Yesterday I drowned my greatest achievements on this earth. I saved them from a much worse fate. Now I will sit and wait, again sit and wait. My fate awaits me and not too soon. For the weight upon me pushes me through to a world beyond. I do know what becomes of me now. I drowned them to save them. And now I myself am drowning too. Sorrow and grief that everything I have lived for has led to this end. Everything I have lived for has been stolen from me while I was sleeping.
I stare at these walls for three days now. Their bodies start to float; yet I can still hear his hungry rasping from beneath the door. While the children were still alive, I tried to get food but the power had gone down. The bread had all molded, everything in the house lay astrewn, and when the creature had seen me come out, he lay by the door from then ‘til now waiting. He would not leave again. So I shall not either. He will not have them even in death. Their bodies will lie here untouched until the madness in the world has ceased.
It started so long ago. I stopped counting the days. My dear husband woke me, hearing a noise in the house. When he discovered what it was, he had been wounded already, he screamed at me to hide the children and myself in the bathroom until it was over. I grabbed some blankets and covered them as I rushed them in.
Next came a rasping from beneath the door, a scratching, needing hunger. A burning need to get in, but I would not open the door. It was no longer the man I loved on the other side. An evil had taken into him. And I would not let it in.

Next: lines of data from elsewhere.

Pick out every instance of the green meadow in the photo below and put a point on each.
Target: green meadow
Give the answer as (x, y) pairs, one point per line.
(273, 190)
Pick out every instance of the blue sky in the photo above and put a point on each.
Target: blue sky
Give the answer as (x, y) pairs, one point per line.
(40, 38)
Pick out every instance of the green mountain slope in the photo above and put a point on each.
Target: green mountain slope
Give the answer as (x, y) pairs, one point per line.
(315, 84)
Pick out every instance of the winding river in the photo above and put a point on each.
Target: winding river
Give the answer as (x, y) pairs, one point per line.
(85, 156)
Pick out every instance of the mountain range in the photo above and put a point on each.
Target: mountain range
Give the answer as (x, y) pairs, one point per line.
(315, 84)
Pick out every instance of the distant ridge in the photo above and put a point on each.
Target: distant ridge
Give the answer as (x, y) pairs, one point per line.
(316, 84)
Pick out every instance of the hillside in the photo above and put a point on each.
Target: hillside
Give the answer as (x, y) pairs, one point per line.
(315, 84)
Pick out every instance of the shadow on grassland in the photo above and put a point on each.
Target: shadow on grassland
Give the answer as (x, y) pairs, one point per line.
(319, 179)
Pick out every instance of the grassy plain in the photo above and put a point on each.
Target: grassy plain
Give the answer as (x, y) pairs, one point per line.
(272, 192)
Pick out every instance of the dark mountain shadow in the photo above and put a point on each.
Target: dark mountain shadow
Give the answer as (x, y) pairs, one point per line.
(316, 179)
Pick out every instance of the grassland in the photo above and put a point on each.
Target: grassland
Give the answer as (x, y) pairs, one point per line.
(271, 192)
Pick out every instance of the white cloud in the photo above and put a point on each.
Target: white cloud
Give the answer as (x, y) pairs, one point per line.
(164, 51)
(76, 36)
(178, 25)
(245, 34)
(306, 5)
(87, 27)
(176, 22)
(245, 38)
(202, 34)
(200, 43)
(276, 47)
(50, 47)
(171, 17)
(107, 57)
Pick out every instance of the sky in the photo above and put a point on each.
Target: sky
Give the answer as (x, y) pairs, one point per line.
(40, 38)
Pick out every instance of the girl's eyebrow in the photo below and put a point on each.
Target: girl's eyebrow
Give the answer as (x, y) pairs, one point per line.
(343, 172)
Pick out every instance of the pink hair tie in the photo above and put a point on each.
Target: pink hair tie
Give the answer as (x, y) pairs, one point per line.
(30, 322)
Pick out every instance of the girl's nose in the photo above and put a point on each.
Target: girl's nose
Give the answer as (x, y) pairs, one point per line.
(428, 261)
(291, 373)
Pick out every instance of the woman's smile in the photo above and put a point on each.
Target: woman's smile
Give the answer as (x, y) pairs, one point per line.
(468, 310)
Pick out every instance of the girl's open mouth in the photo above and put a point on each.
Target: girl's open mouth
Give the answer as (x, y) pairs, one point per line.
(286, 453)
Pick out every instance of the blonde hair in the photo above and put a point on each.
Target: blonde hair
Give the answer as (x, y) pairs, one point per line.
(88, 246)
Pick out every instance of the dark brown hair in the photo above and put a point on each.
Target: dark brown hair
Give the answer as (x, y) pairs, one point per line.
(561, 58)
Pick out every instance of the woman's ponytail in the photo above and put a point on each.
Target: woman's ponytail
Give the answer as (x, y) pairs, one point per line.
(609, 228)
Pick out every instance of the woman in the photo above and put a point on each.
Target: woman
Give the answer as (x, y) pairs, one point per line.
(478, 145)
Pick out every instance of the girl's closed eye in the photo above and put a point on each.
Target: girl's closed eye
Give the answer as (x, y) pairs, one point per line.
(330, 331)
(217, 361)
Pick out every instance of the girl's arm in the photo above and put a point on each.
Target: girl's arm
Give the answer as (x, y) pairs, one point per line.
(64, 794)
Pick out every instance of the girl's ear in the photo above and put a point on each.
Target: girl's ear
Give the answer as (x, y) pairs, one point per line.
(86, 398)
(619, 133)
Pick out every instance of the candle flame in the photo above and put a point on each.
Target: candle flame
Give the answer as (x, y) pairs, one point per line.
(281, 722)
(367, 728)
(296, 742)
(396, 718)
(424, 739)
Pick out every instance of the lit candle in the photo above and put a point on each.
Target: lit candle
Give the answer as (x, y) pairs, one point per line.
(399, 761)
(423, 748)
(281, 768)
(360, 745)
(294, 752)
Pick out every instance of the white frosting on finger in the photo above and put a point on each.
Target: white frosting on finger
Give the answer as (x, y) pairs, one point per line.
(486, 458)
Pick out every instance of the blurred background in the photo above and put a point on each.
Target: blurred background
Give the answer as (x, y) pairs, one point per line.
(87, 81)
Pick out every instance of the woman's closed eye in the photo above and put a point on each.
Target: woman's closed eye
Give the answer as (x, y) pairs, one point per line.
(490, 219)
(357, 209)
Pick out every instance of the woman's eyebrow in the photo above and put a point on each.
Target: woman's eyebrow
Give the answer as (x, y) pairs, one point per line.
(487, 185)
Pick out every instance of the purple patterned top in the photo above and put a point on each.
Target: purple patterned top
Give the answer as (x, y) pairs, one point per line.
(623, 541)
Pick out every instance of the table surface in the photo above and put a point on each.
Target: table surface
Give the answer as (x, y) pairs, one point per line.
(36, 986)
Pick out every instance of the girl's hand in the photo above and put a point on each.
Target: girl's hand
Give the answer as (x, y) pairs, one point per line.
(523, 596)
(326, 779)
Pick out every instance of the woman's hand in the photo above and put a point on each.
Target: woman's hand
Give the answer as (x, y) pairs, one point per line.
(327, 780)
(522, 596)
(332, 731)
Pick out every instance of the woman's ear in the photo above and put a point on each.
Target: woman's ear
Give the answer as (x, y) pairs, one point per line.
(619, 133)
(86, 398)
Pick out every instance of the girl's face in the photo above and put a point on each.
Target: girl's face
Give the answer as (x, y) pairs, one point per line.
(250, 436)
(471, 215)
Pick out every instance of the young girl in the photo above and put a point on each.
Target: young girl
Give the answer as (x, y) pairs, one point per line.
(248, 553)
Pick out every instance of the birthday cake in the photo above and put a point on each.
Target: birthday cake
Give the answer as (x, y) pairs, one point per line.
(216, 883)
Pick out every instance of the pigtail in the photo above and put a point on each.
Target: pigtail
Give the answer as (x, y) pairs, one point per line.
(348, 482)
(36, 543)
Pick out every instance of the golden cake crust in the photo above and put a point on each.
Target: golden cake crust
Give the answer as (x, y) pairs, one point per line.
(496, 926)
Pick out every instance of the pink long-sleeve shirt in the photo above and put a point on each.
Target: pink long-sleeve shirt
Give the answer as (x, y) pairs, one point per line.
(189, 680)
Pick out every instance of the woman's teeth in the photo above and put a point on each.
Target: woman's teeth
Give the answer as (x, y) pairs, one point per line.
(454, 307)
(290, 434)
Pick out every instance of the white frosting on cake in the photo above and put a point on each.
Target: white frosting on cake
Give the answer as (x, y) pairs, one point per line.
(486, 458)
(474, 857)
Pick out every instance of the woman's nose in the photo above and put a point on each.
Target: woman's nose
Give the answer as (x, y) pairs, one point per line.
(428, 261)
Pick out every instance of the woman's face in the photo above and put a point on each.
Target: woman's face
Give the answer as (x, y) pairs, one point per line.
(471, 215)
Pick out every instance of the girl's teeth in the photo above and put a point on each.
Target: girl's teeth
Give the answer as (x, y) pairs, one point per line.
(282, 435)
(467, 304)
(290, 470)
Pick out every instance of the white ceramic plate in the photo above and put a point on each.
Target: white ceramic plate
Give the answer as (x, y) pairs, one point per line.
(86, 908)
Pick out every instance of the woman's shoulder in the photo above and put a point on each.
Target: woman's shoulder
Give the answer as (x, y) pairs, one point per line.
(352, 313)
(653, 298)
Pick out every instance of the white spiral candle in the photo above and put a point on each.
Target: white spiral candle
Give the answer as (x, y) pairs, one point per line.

They survived on water for thirty-eight days. I finally killed them, knowing their end would be worse if I let them starve any more. It was rather easy. They were practically comatose by then. But now I die. As I deserve to. God has abandoned us. And if anyone reads this after I am gone he has abandoned you as well.”
The rest of the day was routine. I went through the motions but felt nothing. As I rolled the woman’s last words over in my mind, the choice she was forced to make, and the end it had led her to. What a desolate hour, to die next to your offspring and your spouse who helped you bear them. It has been many years since the disaster. The worst this world has ever seen. My grandchildren now learn in school what happened, and the events which took place afterwards. They stare in horror at me when I answer them:
“Yes, I was there. I survived.”
No matter what the books tell them, it will never be equal to what I had seen. I will never repeat most of what I saw. What I had to do. I have to live with that. I will be the one to answer for it and no one else can say any differently.
We are slowly rebuilding; the world’s population is still only a third of what it was before. And yet, the woman stays with me. I talk to her in my dreams. She haunts my thoughts and weighs on my heart. However, I believe God wept with her when she finally pushed her weak children under water to save them. And she has resolved the same to me during the deepest of nights.